Je ne dis pas que vous devez tolérer ces réactions. Je ne dis pas que vous devez leur faire grâce. Si cette relation ne vous convient pas, s’ils ne sont pas prêts à faire leur travail de guérison, je vous soutiens pleinement si vous partez. Ce que je ne peux pas soutenir, c’est que vous perpétuiez le cycle où, quand vous les voyez se fermer, vous escaladez le conflit. Parce que vous l’interprétez comme s’ils disaient : « Tu n’es pas assez important pour être écouté. Ta douleur n’a pas d’importance pour moi. » Parce que ce n’est pas ce qui se passe. Ce qui se passe, c’est qu’ils disent : « Je ne sais pas comment t’aider avec ta douleur parce que je suis encore submergé par la mienne. »

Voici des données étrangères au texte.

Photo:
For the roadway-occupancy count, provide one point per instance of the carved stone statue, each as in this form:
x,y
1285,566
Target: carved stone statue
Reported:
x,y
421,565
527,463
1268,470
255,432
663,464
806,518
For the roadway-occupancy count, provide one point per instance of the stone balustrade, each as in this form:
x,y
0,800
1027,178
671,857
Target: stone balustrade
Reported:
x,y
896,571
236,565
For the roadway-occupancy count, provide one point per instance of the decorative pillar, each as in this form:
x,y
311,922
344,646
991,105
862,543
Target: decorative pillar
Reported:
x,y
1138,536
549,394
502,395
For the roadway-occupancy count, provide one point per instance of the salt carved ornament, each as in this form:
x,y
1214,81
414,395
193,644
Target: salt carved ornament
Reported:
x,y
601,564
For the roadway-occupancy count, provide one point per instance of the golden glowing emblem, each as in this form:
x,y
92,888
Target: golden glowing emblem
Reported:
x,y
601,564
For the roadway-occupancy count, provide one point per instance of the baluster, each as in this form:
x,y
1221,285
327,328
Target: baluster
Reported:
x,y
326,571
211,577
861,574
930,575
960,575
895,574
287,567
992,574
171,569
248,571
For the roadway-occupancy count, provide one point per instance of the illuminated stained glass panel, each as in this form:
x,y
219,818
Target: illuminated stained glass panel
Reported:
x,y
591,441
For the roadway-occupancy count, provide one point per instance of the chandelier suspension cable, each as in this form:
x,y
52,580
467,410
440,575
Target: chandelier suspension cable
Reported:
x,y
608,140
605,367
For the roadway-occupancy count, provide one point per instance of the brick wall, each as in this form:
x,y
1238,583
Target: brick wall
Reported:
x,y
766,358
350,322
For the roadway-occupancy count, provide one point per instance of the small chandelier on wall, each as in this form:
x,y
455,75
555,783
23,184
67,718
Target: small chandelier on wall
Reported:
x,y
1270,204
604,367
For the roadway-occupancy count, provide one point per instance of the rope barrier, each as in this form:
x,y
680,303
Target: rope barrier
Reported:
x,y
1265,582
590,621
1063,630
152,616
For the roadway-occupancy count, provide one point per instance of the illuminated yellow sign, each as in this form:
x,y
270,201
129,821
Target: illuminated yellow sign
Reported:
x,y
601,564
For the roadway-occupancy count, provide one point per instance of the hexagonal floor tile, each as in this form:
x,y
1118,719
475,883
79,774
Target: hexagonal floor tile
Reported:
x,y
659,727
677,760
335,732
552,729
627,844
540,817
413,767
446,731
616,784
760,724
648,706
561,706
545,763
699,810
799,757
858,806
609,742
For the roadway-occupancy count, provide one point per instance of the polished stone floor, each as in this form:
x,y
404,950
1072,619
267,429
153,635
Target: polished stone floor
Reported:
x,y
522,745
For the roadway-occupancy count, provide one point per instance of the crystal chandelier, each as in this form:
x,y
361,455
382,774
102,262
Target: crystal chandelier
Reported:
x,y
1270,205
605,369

En résumé, se fermer pendant un conflit n’est pas un signe de faiblesse, mais une réaction de protection ancrée dans des blessures passées. En nommant ce schéma, en comprenant ses racines et en pratiquant une communication vulnérable, vous pouvez briser le cycle. Rappelez-vous : le conflit est inévitable, mais la réparation est un choix. Vous avez le pouvoir de transformer ces moments en opportunités de connexion plus profonde. Ne laissez pas le silence construire des murs ; utilisez-le comme un pont vers une intimité renouvelée.